In 2001 the Government proposed that auditors be able to obtain enrolled women's records from hospitals, GPs and nurses without consent.

It partly retreated after an outcry from women's groups. Its Health (Screening Programmes) Amendment Bill proposed that auditors could obtain women's records from the screening programme, laboratories and hospitals without their consent - but not from GPs.

Committee chairwoman Steve Chadwick acknowledged the concerns about freeing access to health records, but said there would still be restrictions.

The researchers could look only at records relevant to changes in a woman's cervix, such as files on sexually transmitted diseases or miscarriages, but not on all her hospital admissions.

The Gisborne inquiry report said effective evaluation of the programme could not be guaranteed if women's consent was required for access to their files.

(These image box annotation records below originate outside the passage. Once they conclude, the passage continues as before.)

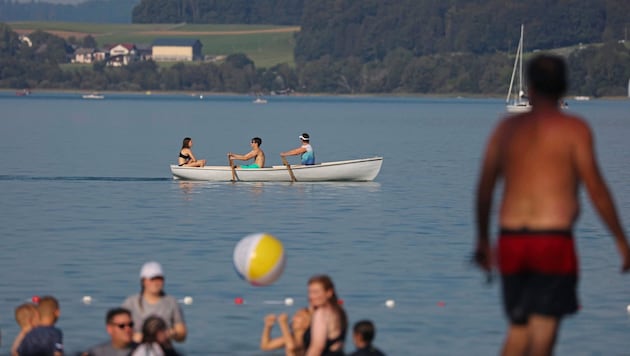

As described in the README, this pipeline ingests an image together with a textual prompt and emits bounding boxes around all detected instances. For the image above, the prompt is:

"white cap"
[140,262,164,279]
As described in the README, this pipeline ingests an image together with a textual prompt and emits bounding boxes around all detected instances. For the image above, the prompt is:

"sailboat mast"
[518,24,525,98]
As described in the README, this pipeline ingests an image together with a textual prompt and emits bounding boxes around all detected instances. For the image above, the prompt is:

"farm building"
[152,38,203,62]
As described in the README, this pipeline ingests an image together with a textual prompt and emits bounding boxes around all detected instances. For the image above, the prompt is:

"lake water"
[0,93,630,355]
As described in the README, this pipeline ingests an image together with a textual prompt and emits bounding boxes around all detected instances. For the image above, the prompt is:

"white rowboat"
[171,157,383,182]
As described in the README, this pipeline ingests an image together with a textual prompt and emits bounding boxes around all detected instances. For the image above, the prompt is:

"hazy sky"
[17,0,109,4]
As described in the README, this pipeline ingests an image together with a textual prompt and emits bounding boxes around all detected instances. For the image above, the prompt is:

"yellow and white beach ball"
[233,233,286,286]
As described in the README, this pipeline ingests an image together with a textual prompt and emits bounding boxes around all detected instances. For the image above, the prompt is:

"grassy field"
[8,22,300,68]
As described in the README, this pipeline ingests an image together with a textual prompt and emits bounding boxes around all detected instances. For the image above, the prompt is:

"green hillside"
[8,22,299,68]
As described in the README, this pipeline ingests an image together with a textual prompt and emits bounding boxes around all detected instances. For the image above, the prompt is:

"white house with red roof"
[107,43,138,67]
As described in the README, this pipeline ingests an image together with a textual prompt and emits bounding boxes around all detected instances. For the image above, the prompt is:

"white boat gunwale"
[170,156,383,182]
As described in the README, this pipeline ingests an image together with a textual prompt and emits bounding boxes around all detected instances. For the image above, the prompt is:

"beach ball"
[233,233,286,286]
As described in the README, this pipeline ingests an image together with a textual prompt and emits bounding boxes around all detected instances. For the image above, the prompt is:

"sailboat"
[505,25,532,113]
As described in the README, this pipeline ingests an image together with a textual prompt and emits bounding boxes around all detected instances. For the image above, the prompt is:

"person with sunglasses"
[122,262,187,342]
[82,308,137,356]
[228,137,265,168]
[280,132,315,166]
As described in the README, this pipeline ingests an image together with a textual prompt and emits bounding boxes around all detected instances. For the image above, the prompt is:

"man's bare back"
[475,55,630,355]
[492,108,592,230]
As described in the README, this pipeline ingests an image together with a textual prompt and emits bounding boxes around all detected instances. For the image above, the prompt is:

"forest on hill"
[0,0,630,96]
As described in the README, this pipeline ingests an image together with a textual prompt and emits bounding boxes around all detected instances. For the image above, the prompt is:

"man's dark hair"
[352,320,376,345]
[105,308,131,324]
[527,54,567,100]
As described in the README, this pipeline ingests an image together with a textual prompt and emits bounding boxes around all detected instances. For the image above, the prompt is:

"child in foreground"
[11,303,39,356]
[17,296,63,356]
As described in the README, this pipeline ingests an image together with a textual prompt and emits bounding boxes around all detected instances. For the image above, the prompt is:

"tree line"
[0,0,137,23]
[0,0,630,96]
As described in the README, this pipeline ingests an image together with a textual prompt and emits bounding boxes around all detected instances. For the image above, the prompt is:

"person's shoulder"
[161,294,179,306]
[85,341,113,356]
[350,346,385,356]
[123,293,140,306]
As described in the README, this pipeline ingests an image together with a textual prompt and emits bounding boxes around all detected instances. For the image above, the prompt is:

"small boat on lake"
[83,93,105,99]
[15,89,31,96]
[171,157,383,182]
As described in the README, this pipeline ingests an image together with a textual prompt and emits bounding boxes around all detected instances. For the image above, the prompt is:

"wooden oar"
[228,158,236,182]
[280,156,297,182]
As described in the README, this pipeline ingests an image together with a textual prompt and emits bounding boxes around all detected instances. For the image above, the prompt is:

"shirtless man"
[228,137,265,168]
[475,55,630,355]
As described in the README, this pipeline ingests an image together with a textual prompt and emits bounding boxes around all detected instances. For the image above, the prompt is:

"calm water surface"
[0,93,630,355]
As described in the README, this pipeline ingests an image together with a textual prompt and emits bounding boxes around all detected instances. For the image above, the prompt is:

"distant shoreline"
[0,88,630,101]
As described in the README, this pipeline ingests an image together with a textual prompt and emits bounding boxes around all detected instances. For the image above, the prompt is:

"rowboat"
[171,157,383,182]
[82,93,105,99]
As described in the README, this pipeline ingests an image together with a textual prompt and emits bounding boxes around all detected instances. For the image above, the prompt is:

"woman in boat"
[304,275,348,356]
[177,137,206,167]
[122,262,187,342]
[228,137,265,168]
[280,132,315,165]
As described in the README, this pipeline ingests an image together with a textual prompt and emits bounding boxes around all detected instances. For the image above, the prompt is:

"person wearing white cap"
[122,262,187,342]
[280,132,315,165]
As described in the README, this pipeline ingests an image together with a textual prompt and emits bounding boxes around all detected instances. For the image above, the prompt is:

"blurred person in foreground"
[82,308,137,356]
[11,303,39,356]
[475,55,630,355]
[17,295,63,356]
[122,261,188,343]
[303,275,348,356]
[131,315,179,356]
[260,308,311,356]
[350,320,385,356]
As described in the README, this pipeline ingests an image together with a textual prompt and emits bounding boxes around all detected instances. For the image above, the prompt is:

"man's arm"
[228,151,256,161]
[280,147,306,157]
[575,124,630,272]
[474,125,500,271]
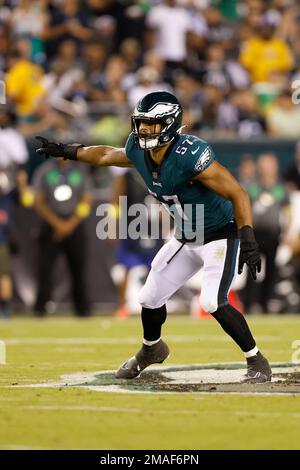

But women's health advocate Sandra Coney said of the committee's proposal:

"It flies in the face of what women said they wanted during the consultation process [in 2001]."

GP records could cover sensitive topics such as mental health and abortions.

"Women don't want external people looking at all that information ... "

She said most women would, if asked, grant the researchers access to their records. This was already happening: at least 85 per cent of women in an audit, now under way, of cervical cancer cases had given such consent.

But Otago University cancer researcher Dr Brian Cox, who welcomed the committee's proposal, said that every woman who refused consent weakened an audit.

"The greater the percentage, the better off you are, but you're still wondering whether there's something peculiar about the other 10 to 15 per cent.

"If the 15 per cent were women who had had difficulties or delays in diagnosis or previous negative smears and for whatever reason they don't want to provide information ... they are the very ones you would need in your evaluation. To leave them out would give a false picture."

A Federation of Women's Health Councils spokeswoman, Barbara Robson, said the committee's move was unexpected.

"We will now have to work out how we are going to strategise [to oppose it]."

The committee's other main proposal is to limit the bill to cervical screening.

Left unchanged, the bill would give the Government power to extend it to other screening programmes.

The story so far

April 2001: Gisborne cervical cancer inquiry says researchers must be given access to health records of women enrolled in the screening programme, without patient consent.

June 2001: Health Ministry floats law change to implement this.

Objections, mainly from women's groups, force Government into partial backdown.

May 2002: Government bill proposes access to screening programme, hospital and laboratory records without consent, but not to primary healthcare files.

Yesterday: parliamentary health committee recommends adding primary healthcare to the no-consent-needed list.